Sometimes we are humbled to test our reaction before we can be lifted up. Have you been embarrassed or ashamed only to discover later that your experience was supremely valuable? Maybe your failure turned your life in an important direction that nothing else could have accomplished. I don’t seem to learn very much when everything is going wonderfully. It is usually my failures that get my attention best. What about you?

A dear friend of mine was fresh out of college and invited to try out for a professional football team. In college he had been a force to reckon with as a defensive cornerback. But my friend was beat time and again that day by a rookie quarterback and wide-receiver combo that were also hoping to make big-time professional sports. My friend was cut from the team - a little discouraged, yes, but undeterred in his pursuit of excellence. He went on to be a very successful attorney with a career that lasted many decades.

I have found that down is often the way up. Anyone can handle success, but how we handle failure is a sign of greatness. Most leaders will suffer setbacks and discouragement; it goes with the territory if you are trying to accomplish something great.
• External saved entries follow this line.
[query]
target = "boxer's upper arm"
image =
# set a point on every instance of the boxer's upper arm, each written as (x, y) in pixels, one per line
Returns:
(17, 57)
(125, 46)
The one who is always playing it safe will never find out what kind of stuff they are made of.

Our failures and disappointments are not always what they appear to be either – maybe they are really just momentary set-backs as we focus in on the best course for our life. You may have heard of the quarterback that beat my friend that day in try-outs; his name was Johnny Unitas and the wide-receiver was none other than Raymond Berry – two of the greatest players to ever represent the Baltimore Colts and now both in the NFL Hall Of Fame.

“It is only after we humble ourselves that we are ready to be lifted up.”